To me, to change books, Kindle need to make reading a more social experience. Just like buying a book in a second hand store with notes made by others who read it, I believe that one of the most important aspects of an ebook is to add history so that it's not just a digital asset on a hardisk or in the cloud but a piece of work other people have also read and enjoyed.

I also believe something like tokens could be an interesting way to add this history so that you could re-sell ebooks on a second-hand market and based on their history you might even see an increase in price.

I think Goodreads fills some of this gap (which Amazon has bought if I remember correctly). It shows highlights from other people as you read, lets you share snippets and notes to your own Goodreads profile, etc.

One thing I personally miss though is the social aspect of connecting over a book in random places. This hasn't happened to me often, but sometimes when I would read physical books on a train or at a cafe someone would approach me to comment on the book. Having your book cover visible, and observing what other people are reading in public, just adds another possibility of connecting with a stranger. Carrying around a Kindle completely removes this part of the experience. I've actually considered making (or finding) a case that lets you switch out custom printed covers, so I can replace them with whatever I'm reading. It's not like I expect a barrage of new friends based on my reading choices, but it would be nice to get that _possibility_ and dimension back into the experience.

Yeah i like goodreads, still think there is something around who is currently reading something more subtle than just annotation.

I always thought it'd be cool if your book club could pool all their highlighted passages and notes -- so you could really feel like you were reading a book together.

It'd also be fun to see which passages were being highlighted and shared by celebrities or famous authors.

Oh but that experience would be so much worse if it were like genius.com where you see the most upvoted annotations. The beauty of reading somebody else's margin notes is that you learn something about that person not just what they have to say about the book.

But if you limited the social experience to friends, people would be self conscious about what they wrote in the margins. And some people would have friends who didn't mark up their books and miss out on the experience.

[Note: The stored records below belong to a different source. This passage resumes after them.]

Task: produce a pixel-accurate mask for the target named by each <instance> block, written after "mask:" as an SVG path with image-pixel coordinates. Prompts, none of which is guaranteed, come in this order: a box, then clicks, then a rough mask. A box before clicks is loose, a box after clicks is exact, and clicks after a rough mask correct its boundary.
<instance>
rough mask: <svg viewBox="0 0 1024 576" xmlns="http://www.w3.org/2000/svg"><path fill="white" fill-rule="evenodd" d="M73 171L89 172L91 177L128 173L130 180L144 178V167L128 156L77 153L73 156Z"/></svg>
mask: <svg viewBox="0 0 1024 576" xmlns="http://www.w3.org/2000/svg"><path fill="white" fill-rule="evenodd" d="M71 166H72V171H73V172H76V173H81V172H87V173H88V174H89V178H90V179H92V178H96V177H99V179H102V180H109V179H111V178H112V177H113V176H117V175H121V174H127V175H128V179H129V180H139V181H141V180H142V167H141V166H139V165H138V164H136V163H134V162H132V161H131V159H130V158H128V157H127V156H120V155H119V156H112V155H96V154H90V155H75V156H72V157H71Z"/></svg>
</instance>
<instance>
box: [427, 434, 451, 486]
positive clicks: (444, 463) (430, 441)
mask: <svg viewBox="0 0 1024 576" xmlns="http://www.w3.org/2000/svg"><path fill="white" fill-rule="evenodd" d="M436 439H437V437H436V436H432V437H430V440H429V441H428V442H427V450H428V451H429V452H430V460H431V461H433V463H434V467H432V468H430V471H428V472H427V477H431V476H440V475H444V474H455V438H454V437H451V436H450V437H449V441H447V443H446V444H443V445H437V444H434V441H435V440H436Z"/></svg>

No one's going to buy your damn annotations though unless you're some kind of celebrity. And that's precisely what they'd be buying. In the used book store you're buying the book with the annotations because it's cheaper than the book without annotations, and then you luck out and the annotations are interesting. With ebooks, a second hand purchaser would be able to turn off your annotations and have the original book, good as new, so the price would be, at a minimum, the original retail price.

THere are so many ways this could be done which arent at all like you are proposing. And if token based they wouldnt be able to do that.

Keep in mind, also, Amazon Digital Services LLC has monetized a majority of free, public domain, publications onto their Kindle Store marketplace.

Once upon a time the Kindle was great for magazine subscriptions. This is still how I read magazines, but these days I think texture is cheaper.

Perhaps if it would support reverse video, white text on black background, it would make the reading experience even more better.

The new Kindle Oasis (2017) has this feature. It’s pretty good! Bit annoying to turn on though at about four taps, hidden away in the accessibility settings.

The Kindle apps for phones do, and have for years. The physical Kindle doesn't need it in the same way a screen does, because it's an e-ink display that reflects light rather than emitting it.